Communicating With Nature

Today I’m writing from Costa Rica, where I’m enjoying the jungle luxury of The Sanctuary at Two Rivers co-teaching a retreat with Kapilnath of the International Nath Order.

A couple of weeks back I re-read one of my favorite books, Kinship With All Life by J. Allen Boone, who was working in the movie biz in Hollywood nearly a century back when friends requested him to look after Strongheart, their canine film sensation. What began for Boone as a simple favor soon metamorphosed, courtesy of his patient four-legged new friend, into an education in interspecies communication, inner listening, and receiving messages from Nature, all directed and taught by the dog himself. Fascinated by the new perspectives thus obtained, Boone expanded his kinship horizons well beyond the human standard – he even established a relationship with a housefly – all thanks to his willingness to open his inner eye:

“… our five organs of sense give us a kind of ‘feel’ of the universe and the various things that it contains, but they do not help us to experience things as they really are. Rather the sense organs distort the reality, as if we were trying to view and understand a beautiful landscape through a camera lens that is out of focus. The great spiritual explorers who have searched for the real facts behind all appearances have told us that the universe is faultless in its operation. But they have pointed out that the average human has difficulty in seeing and experiencing this real universe because of his defective inner vision and his disinclination to correct it.” (p.62)


Boone maintained that every creature had something to say, and though he probably never visited India, had he done so he would have found many men and women there communing with all manner of multi-legged creatures; Vimalananda, for example, was close friends at various times in his life with dogs, a monkey, a crocodile, and even a cockroach. And you need not be a spiritual giant to establish your own connection with the world without; get out of the door, and get out and look all around, and you will find willing correspondents all about you. A recent Dutch study found that while people felt calmer when entering a public park, they felt “excitement, a sense of being overwhelmed, acute self-awareness, agitation, self-transcendence” in a wild environment, all things that bring us closer to Nature. The latter group also reported sharing the experience of contemplating their own death, a reality that we do well to contemplate and come to terms with before our actual demise.

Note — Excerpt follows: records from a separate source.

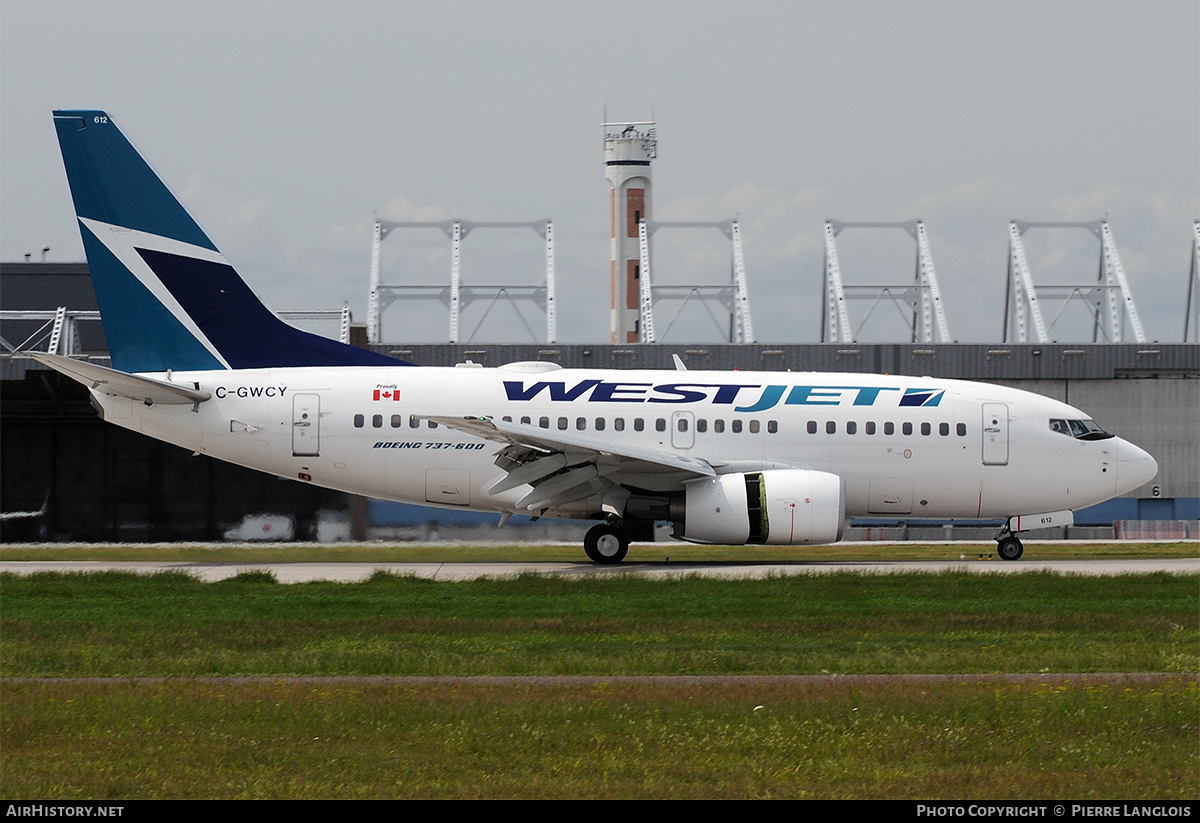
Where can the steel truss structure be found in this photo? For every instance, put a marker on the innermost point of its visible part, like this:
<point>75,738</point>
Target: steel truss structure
<point>1109,300</point>
<point>918,301</point>
<point>456,295</point>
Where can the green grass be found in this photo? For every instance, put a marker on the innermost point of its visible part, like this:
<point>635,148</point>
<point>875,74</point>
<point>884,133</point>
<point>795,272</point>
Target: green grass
<point>115,624</point>
<point>202,732</point>
<point>190,739</point>
<point>574,553</point>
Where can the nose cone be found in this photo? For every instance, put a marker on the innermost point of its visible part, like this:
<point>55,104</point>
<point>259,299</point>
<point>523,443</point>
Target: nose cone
<point>1135,467</point>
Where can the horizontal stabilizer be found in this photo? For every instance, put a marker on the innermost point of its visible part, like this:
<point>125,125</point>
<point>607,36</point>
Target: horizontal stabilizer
<point>119,384</point>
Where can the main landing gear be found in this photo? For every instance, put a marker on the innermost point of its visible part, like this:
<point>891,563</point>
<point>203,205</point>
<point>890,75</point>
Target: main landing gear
<point>1008,547</point>
<point>606,544</point>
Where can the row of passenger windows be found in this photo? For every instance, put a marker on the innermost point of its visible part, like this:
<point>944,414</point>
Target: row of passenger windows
<point>869,427</point>
<point>660,425</point>
<point>397,420</point>
<point>683,424</point>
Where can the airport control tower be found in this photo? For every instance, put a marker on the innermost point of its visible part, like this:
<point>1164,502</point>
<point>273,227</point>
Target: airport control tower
<point>628,148</point>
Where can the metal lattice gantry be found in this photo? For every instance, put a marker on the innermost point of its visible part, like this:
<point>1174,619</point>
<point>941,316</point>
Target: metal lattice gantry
<point>733,296</point>
<point>60,326</point>
<point>1192,313</point>
<point>1109,300</point>
<point>919,301</point>
<point>456,296</point>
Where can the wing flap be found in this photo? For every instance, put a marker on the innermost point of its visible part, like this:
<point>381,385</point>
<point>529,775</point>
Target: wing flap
<point>543,439</point>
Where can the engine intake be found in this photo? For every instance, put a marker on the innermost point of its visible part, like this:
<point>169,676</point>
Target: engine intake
<point>775,508</point>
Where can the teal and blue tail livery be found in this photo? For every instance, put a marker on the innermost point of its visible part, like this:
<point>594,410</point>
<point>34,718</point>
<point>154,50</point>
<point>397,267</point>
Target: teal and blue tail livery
<point>168,298</point>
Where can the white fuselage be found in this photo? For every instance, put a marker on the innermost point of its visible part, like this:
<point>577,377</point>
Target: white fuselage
<point>905,446</point>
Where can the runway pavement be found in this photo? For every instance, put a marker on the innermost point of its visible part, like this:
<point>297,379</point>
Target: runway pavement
<point>351,572</point>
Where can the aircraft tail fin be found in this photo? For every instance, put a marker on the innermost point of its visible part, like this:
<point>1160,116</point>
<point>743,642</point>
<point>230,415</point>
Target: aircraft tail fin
<point>168,299</point>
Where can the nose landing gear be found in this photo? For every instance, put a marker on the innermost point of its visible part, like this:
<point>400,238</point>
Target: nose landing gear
<point>1009,548</point>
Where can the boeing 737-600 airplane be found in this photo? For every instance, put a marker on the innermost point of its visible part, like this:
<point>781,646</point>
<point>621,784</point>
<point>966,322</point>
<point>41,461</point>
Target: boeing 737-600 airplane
<point>729,457</point>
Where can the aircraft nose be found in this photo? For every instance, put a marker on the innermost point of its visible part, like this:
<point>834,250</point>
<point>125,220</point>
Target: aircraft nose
<point>1135,467</point>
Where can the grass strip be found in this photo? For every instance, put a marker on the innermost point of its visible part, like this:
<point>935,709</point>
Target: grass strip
<point>1047,739</point>
<point>478,552</point>
<point>114,624</point>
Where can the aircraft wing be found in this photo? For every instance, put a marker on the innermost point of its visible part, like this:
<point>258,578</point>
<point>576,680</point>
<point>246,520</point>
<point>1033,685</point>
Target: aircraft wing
<point>120,384</point>
<point>569,468</point>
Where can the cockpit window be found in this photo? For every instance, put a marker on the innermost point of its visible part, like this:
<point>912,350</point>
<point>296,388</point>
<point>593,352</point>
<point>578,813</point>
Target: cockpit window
<point>1080,430</point>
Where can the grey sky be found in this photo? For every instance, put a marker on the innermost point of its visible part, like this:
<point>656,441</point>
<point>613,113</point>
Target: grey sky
<point>287,126</point>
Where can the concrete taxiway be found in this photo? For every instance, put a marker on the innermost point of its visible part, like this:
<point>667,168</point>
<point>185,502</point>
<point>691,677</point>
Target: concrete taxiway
<point>352,572</point>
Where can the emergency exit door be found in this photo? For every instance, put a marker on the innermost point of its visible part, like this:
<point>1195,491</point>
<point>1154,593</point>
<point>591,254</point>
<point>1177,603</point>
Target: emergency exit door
<point>995,434</point>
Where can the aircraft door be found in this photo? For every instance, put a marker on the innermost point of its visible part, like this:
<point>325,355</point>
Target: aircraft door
<point>305,425</point>
<point>995,434</point>
<point>683,430</point>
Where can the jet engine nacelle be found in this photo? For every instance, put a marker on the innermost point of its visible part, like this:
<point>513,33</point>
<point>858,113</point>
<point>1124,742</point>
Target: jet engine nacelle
<point>778,508</point>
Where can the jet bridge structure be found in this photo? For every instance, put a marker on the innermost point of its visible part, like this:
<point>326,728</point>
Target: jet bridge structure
<point>1109,300</point>
<point>733,296</point>
<point>457,296</point>
<point>1192,313</point>
<point>918,301</point>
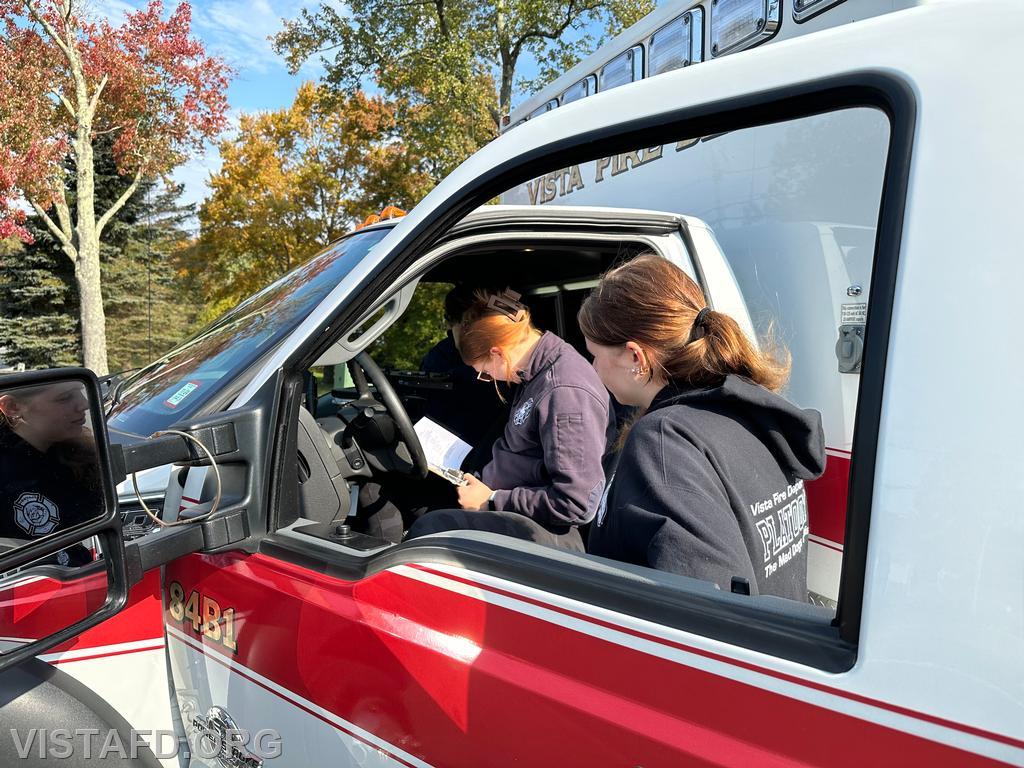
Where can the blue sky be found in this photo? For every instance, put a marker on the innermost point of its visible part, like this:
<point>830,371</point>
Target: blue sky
<point>238,31</point>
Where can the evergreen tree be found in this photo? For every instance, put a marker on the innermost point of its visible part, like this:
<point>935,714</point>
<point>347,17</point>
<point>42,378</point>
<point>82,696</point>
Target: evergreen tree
<point>141,289</point>
<point>38,327</point>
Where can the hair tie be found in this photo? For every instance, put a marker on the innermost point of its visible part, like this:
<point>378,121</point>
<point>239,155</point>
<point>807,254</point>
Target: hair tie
<point>699,328</point>
<point>507,303</point>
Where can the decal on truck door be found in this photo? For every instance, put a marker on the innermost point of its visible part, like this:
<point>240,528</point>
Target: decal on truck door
<point>203,614</point>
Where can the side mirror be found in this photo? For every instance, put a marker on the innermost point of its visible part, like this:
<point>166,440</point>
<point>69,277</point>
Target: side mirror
<point>61,552</point>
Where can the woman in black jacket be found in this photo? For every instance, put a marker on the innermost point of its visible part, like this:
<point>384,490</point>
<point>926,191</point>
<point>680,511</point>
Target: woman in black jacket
<point>49,469</point>
<point>709,481</point>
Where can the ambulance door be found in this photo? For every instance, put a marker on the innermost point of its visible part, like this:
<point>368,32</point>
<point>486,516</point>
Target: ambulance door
<point>480,649</point>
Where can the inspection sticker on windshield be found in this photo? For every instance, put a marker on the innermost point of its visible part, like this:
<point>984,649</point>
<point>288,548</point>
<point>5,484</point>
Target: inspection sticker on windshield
<point>853,314</point>
<point>175,399</point>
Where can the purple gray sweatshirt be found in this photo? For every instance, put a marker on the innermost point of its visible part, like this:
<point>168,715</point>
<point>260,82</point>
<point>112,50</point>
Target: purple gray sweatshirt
<point>547,466</point>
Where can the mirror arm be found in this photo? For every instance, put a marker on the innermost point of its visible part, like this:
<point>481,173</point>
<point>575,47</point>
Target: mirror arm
<point>161,547</point>
<point>147,454</point>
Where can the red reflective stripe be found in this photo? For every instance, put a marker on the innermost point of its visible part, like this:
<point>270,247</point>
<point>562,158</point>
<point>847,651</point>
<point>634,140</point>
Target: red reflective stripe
<point>444,676</point>
<point>158,646</point>
<point>141,619</point>
<point>213,656</point>
<point>826,500</point>
<point>743,665</point>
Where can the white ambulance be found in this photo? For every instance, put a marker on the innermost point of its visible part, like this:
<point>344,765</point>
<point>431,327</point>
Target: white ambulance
<point>855,166</point>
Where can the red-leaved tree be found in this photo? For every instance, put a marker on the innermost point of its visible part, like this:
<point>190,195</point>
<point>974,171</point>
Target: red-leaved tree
<point>66,79</point>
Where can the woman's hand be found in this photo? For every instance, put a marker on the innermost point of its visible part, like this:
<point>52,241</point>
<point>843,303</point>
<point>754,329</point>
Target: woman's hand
<point>474,494</point>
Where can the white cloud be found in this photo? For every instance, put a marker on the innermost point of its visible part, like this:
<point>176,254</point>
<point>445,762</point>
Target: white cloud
<point>240,30</point>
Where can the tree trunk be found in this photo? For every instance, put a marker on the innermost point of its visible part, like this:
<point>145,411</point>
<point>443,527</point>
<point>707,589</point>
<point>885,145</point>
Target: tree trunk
<point>91,306</point>
<point>87,272</point>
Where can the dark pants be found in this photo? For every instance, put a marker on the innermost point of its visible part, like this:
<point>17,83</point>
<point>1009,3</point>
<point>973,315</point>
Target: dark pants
<point>509,523</point>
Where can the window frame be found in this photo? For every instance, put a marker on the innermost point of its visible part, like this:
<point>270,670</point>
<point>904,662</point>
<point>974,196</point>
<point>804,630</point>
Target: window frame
<point>729,619</point>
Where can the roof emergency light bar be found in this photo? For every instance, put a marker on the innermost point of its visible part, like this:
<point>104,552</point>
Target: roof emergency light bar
<point>653,46</point>
<point>739,24</point>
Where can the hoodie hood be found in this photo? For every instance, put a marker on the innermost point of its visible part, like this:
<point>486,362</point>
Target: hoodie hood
<point>793,434</point>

While its harder than ever before to enter true wilderness because of the sheer number of humans on earth and the dwindling number of undisturbed places available, we should try to find ways to connect with nature so that we can rekindle the different ways of knowing that are dormant within us. Costa Rica, for example, well-known for its biodiversity, is absolutely full of flora and fauna that need little prompting to tell you what they know – if only you have the ear to hear what they have to say.  Try sending some respect and openness out into whatever nature surrounds you and see what you are offered in return.

Kinship With All Life is one of the several books on my “Recommended Reading List”, a non-comprehensive grouping of several of the books that I have read and enjoyed, that have “spoken” to me. I continue to add titles when inspired to do so, so check back from time to time if you are search of a good read …in the meanwhile please go chat with Nature!